Dilansir dari Bansos, langkah strategis ini diambil guna mendukung ketahanan ekonomi Aparatur Sipil Negara (ASN) dalam memenuhi kebutuhan dasar sepanjang tahun ini. Pemberian tunjangan tersebut juga berfungsi sebagai instrumen fiskal untuk menjaga daya beli masyarakat.
Berdasarkan regulasi terbaru, terdapat beberapa kategori aparatur negara yang berhak menerima tunjangan tahunan ini. Kelompok tersebut mencakup Pegawai Negeri Sipil (PNS) serta Calon Pegawai Negeri Sipil (CPNS).
Selain itu, Pegawai Pemerintah dengan Perjanjian Kerja (PPPK), anggota Tentara Nasional Indonesia (TNI), dan Kepolisian Republik Indonesia (Polri) juga masuk dalam daftar penerima. Pejabat Negara turut menjadi bagian dari sasaran kebijakan kesejahteraan ini.
Ketentuan Khusus bagi PPPK
Pemerintah menerapkan aturan spesifik bagi kategori PPPK terkait durasi masa kerja mereka. Skema pemberian Gaji ke-13 akan dihitung secara proporsional bagi pegawai PPPK yang masa kerjanya masih di bawah satu tahun.
Namun, terdapat pengecualian bagi PPPK yang belum genap bekerja selama satu bulan terhitung per 1 Juni 2026. Pegawai dalam kategori masa kerja sangat pendek ini dinyatakan tidak memenuhi syarat untuk menerima Gaji ke-13 pada periode tersebut.
Komponen dan Jadwal Pencairan
Struktur Gaji ke-13 tahun ini terdiri dari beberapa elemen penghasilan tetap. Komponen utamanya meliputi gaji pokok yang disertai dengan tunjangan keluarga, tunjangan pangan, serta tunjangan jabatan atau umum.
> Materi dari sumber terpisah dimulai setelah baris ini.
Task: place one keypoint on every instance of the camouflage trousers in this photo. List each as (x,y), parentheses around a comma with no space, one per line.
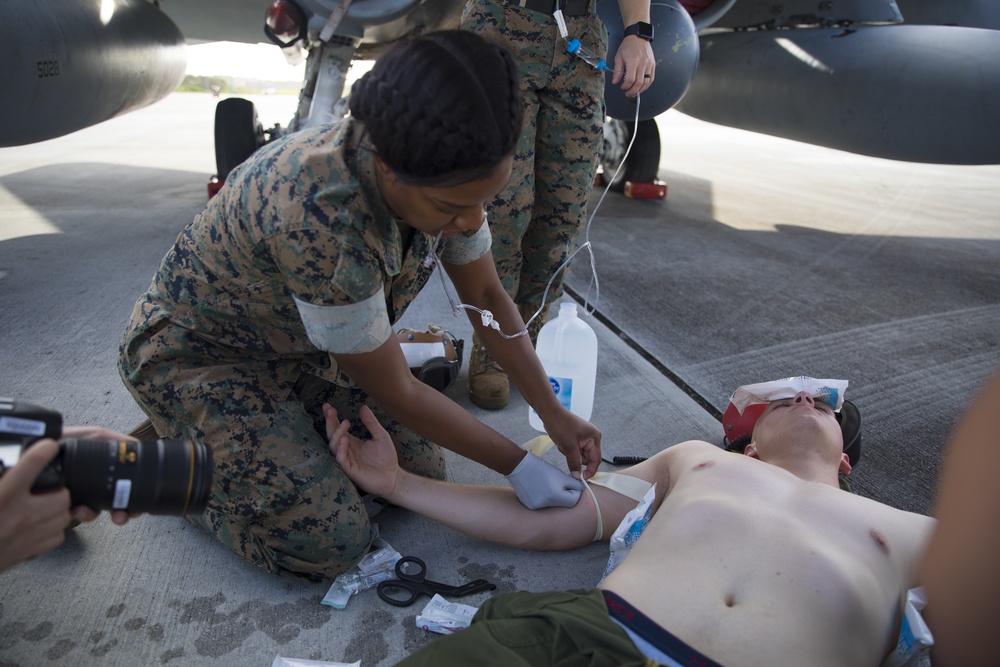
(536,220)
(279,499)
Pemerintah juga menyertakan tunjangan kinerja sebagai bentuk apresiasi terhadap produktivitas pegawai di lingkungan instansi pemerintahan. Pemanfaatan dana pada bulan Juni diharapkan dapat meringankan beban biaya pendidikan menjelang tahun ajaran baru sekolah.
Mengenai waktu distribusi, Pasal 15 Peraturan Pemerintah Nomor 9 Tahun 2026 menyebutkan pencairan paling cepat dilakukan pada bulan Juni 2026. Meski begitu, tanggal pasti secara nasional belum ditetapkan karena prosesnya bergantung pada kesiapan masing-masing instansi.
Merujuk pada pola tahun 2025, distribusi dana dilakukan mulai tanggal 2 Juni untuk pegawai aktif dan pensiunan. Setiap instansi diprediksi memiliki jadwal yang bervariasi, sehingga pegawai diminta terus memantau informasi resmi dari lembaga masing-masing.